13

"Buna karşı dört şahit getirmeli değil miydiler? Mademki onlar şahitleri getiremediler, o halde onlar Allah indinde yalancıların da kendileridir"

Ayetinin ifade ettiği husus olup, bu da yasaklar nevinden olanıdır. Buna göre mana, "Onlar konuştukları o şeye dair, Âişe'ye attıkları o şeyi bizzat gördüklerine şehâdet edecek olan dört şahit getirmeli değil miydiler? "Madem ki onlar şahitleri getiremediler" yani, söylediklerine dair bir delil ikame edemediklerine göre, "O halde onlar Allah indinde" yani O'nun hükmüne göre, "yalancıların ta kendileridir" demektir.

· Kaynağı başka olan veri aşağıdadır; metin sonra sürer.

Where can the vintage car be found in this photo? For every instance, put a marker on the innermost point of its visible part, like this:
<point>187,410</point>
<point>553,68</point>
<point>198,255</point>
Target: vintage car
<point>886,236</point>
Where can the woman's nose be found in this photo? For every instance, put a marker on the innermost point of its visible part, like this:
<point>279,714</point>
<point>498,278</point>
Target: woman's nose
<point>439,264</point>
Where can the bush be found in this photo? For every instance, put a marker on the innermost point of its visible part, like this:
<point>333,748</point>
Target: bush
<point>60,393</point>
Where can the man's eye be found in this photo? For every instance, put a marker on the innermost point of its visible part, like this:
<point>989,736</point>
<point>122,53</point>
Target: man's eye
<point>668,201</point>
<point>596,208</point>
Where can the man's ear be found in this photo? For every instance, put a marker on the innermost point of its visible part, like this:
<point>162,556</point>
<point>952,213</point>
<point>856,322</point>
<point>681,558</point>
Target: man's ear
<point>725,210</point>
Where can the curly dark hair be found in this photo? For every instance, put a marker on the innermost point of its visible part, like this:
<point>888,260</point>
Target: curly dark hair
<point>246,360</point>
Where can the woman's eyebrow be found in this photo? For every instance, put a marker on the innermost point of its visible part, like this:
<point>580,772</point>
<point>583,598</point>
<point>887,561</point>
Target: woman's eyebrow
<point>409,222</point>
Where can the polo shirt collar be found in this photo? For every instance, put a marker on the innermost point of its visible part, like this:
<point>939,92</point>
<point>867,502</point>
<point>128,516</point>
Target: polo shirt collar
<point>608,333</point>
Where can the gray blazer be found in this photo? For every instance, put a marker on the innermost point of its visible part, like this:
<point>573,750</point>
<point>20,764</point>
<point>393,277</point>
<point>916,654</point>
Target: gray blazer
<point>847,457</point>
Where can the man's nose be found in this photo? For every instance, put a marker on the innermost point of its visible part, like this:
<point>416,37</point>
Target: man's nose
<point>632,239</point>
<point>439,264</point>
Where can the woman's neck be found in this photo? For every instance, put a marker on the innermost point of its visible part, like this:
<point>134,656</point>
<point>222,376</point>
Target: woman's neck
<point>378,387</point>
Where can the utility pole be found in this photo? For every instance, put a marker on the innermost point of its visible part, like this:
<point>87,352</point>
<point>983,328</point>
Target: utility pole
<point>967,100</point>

İmdi eğer: "Onlar böylesi şahitleri getirmediklerinde, onların yalancı oldukları düşünülebileceği gibi, doğru olabilecekleri de düşünülemez miydi? Öyleyse niçin, Cenâb-ı Hak onların, kesinlikle yalancı olduğuna hükmetmiştir?" denilirse, buna şu iki bakımdan cevap verilebilir:

a) Bu ifadeyle, sadece Hazret-i Âişe'ye iftira edenler kastedilmiştir ki, bunlar Allah indinde yalancıdırlar.

b) Bununla, "Onlar Allah katında, yalancılar hükmündedir... Çünkü yalan söyleyenin yalandan men edilmesi gerekir. İftira eden de, o şahitleri getiremezse, onun da men edilmesi gerekir. Binâenaleyh, iftira edenin durumu, men edilme konusunda yalan söyleyenin durumu gibi olunca, hiç şüphesiz iftira eden kimseye de, mecazen yalancı denilmiştir" manası kastedilmiştir.